Assign variables to Fe, C, N, Mn, K and H (simplified to a minimum number of unknowns.)
Let Fe be 2z (since there is Fe2).
2z K4Fe(CN)6 + ? KMnO4 + ? H2SO4 --> ? KHSO4 + z Fe2(SO4)3 + ? MnSO4 + ? HNO3 + ? CO2 + ? H2O
This enumerates C and N.
2z K4Fe(CN)6 + ? KMnO4 + ? H2SO4 --> ? KHSO4 + z Fe2(SO4)3 + ? MnSO4 + 12z HNO3 + 12z CO2 + ? H2O
Let Mn be 2y (experience)
2z K4Fe(CN)6 + 2y KMnO4 + ? H2SO4 --> ? KHSO4 + z Fe2(SO4)3 + 2y MnSO4 + 12z HNO3 + 12z CO2 + ? H2O
From LHS we have K := 8z + 2y.
2z K4Fe(CN)6 + 2y KMnO4 + ? H2SO4 --> (8z+2y) KHSO4 + z Fe2(SO4)3 + 2y MnSO4 + 12z HNO3 + 12z CO2 + ? H2O
Let H2O be x, giving total H of (20z+2y+2x)

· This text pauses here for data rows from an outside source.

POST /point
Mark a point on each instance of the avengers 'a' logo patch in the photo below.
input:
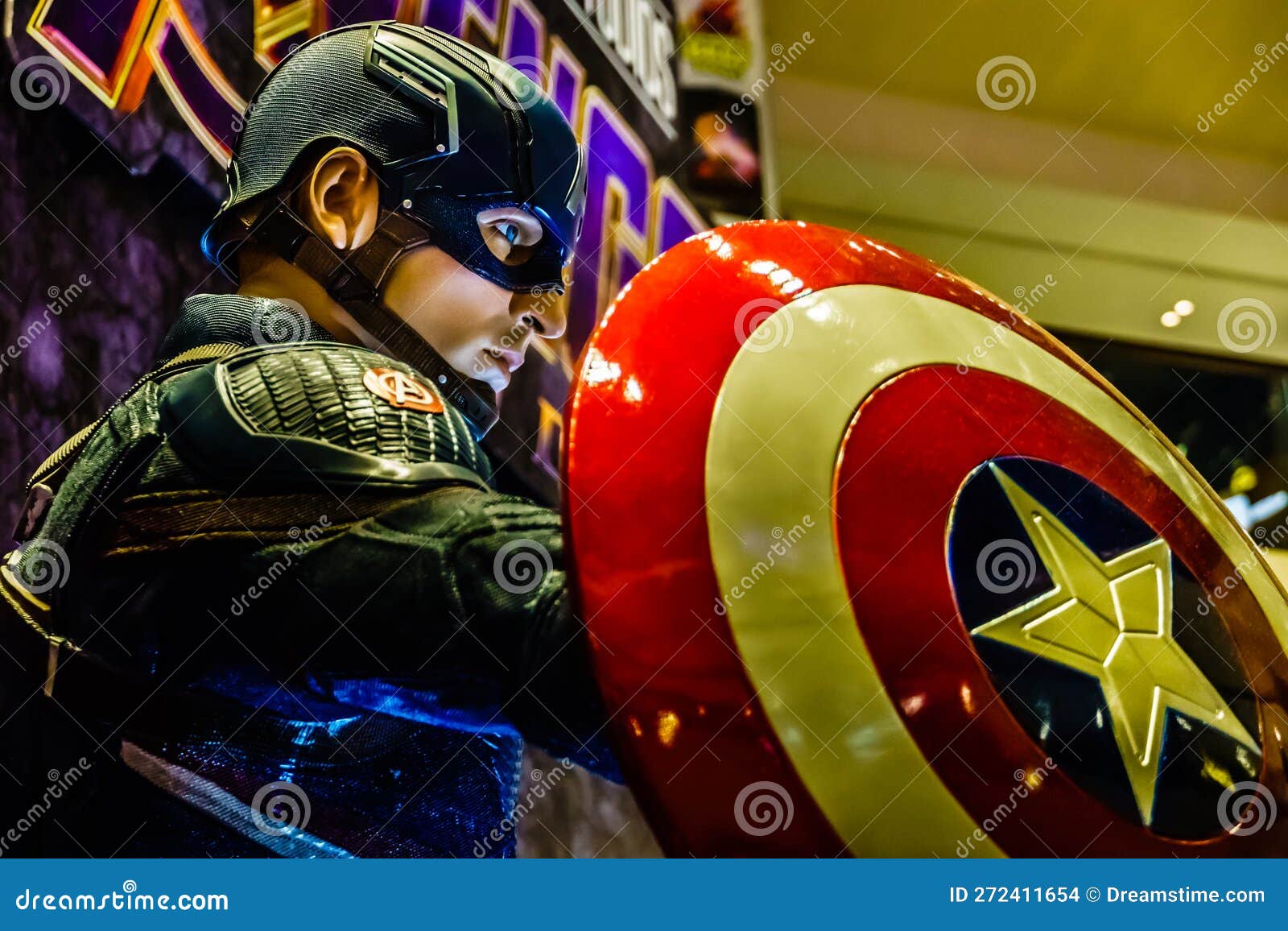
(1096, 639)
(402, 391)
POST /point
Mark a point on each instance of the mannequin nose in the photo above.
(549, 310)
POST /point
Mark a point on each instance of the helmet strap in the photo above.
(356, 280)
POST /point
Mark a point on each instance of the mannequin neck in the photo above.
(264, 275)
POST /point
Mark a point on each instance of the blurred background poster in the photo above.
(723, 72)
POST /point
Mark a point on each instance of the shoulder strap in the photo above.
(49, 475)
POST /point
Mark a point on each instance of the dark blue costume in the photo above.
(270, 602)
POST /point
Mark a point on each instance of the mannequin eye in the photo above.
(510, 234)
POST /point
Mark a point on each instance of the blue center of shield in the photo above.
(1103, 646)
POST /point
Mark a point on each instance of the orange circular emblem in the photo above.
(402, 390)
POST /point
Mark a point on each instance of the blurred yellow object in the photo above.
(1243, 480)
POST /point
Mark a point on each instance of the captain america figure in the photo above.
(270, 601)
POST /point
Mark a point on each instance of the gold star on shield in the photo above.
(1113, 620)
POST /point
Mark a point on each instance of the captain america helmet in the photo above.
(450, 130)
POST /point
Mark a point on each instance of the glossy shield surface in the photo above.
(873, 565)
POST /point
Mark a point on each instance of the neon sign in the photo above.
(631, 216)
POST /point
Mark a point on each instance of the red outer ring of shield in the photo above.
(688, 727)
(919, 643)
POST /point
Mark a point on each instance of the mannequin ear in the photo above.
(341, 197)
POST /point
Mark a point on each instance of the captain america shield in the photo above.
(873, 565)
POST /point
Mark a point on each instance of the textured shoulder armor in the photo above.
(335, 413)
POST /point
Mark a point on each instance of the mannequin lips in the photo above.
(499, 368)
(513, 358)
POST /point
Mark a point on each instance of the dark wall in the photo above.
(94, 262)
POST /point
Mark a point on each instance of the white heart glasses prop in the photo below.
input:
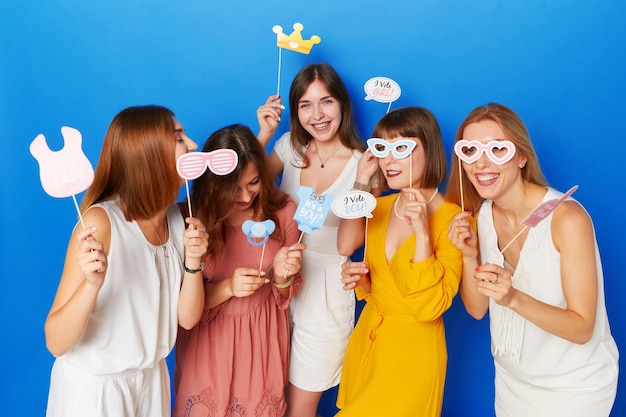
(193, 164)
(400, 149)
(469, 151)
(498, 151)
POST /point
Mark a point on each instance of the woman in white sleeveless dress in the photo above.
(321, 151)
(553, 350)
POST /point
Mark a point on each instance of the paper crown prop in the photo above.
(258, 230)
(66, 172)
(294, 42)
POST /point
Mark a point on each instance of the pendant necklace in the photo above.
(326, 160)
(161, 242)
(395, 204)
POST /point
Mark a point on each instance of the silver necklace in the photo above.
(395, 204)
(326, 160)
(161, 242)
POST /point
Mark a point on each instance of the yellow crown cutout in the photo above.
(294, 42)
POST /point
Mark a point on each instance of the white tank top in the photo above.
(135, 319)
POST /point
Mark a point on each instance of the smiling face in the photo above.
(403, 172)
(248, 188)
(319, 112)
(488, 177)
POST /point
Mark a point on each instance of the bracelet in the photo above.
(194, 271)
(279, 285)
(361, 187)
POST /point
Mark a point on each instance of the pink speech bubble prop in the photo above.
(192, 165)
(463, 145)
(66, 172)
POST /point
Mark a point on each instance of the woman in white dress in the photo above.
(321, 151)
(131, 275)
(543, 286)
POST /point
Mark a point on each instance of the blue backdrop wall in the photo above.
(560, 64)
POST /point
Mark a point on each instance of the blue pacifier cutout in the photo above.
(258, 230)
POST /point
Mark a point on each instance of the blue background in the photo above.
(560, 64)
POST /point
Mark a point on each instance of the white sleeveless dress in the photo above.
(539, 374)
(118, 368)
(322, 313)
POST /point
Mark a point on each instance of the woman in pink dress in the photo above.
(234, 362)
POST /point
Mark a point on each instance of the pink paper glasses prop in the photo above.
(469, 151)
(293, 42)
(192, 165)
(66, 172)
(539, 213)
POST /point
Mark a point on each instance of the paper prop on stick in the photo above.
(293, 42)
(354, 205)
(258, 230)
(192, 165)
(383, 90)
(312, 209)
(66, 172)
(539, 213)
(469, 151)
(400, 149)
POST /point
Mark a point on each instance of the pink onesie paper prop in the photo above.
(293, 42)
(192, 165)
(312, 209)
(539, 213)
(66, 172)
(383, 90)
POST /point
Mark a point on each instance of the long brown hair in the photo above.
(515, 131)
(348, 131)
(420, 123)
(137, 163)
(213, 196)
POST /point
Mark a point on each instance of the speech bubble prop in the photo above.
(293, 42)
(220, 161)
(539, 213)
(383, 90)
(66, 172)
(354, 205)
(312, 209)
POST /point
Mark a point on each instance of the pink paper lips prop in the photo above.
(66, 172)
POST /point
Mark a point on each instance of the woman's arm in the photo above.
(83, 276)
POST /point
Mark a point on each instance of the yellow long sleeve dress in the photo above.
(395, 362)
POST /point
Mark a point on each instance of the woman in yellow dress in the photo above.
(395, 362)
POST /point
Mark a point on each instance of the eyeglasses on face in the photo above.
(400, 149)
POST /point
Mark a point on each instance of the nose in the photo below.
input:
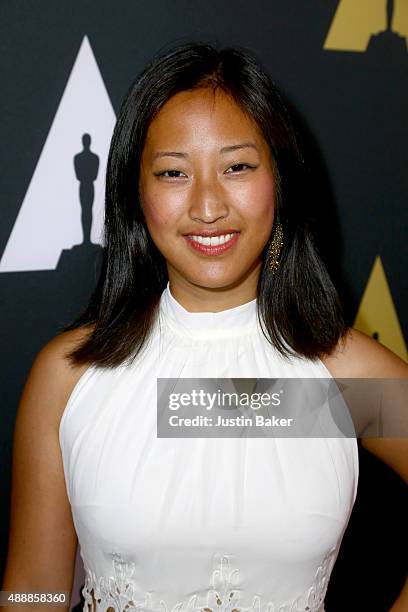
(208, 203)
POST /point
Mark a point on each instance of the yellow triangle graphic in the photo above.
(377, 316)
(355, 21)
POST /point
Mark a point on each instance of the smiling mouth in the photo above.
(212, 245)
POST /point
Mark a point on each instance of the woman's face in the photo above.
(205, 170)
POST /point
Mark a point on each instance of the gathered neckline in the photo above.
(235, 321)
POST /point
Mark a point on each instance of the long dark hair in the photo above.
(298, 307)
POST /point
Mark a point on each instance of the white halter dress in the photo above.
(201, 524)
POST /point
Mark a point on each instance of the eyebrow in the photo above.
(242, 145)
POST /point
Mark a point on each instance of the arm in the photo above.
(363, 357)
(42, 538)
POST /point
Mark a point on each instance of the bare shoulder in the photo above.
(53, 375)
(360, 356)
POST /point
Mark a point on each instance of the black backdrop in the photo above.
(352, 105)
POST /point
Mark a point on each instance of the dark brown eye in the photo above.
(239, 167)
(171, 173)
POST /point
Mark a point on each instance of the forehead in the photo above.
(202, 113)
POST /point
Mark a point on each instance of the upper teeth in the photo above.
(213, 240)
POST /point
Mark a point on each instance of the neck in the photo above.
(195, 297)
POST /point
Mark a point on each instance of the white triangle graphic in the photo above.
(49, 219)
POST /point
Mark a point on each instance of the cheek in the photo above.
(259, 201)
(160, 212)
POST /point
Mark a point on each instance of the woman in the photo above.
(205, 229)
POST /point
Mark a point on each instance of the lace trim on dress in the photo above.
(117, 592)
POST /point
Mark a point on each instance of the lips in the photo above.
(209, 233)
(195, 241)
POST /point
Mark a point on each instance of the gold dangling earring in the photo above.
(275, 248)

2z K4Fe(CN)6 + 2y KMnO4 + (10z+y+x) H2SO4 --> (8z+2y) KHSO4 + z Fe2(SO4)3 + 2y MnSO4 + 12z HNO3 + 12z CO2 + x H2O
Balance for SO4: x = z+3y
Balance for other O: 8y = 60z +x
Substitute and simplify: 5y=61z
Thus the Minimum Integer Solution: z=5, y=61, x=188
10 K4Fe(CN)6 + 122 KMnO4 + 299 H2SO4 --> 162 KHSO4 + 5 Fe2(SO4)3 + 122 MnSO4 + 60 HNO3 + 60 CO2 + 188 H2O
This is a classic exam question, by the way.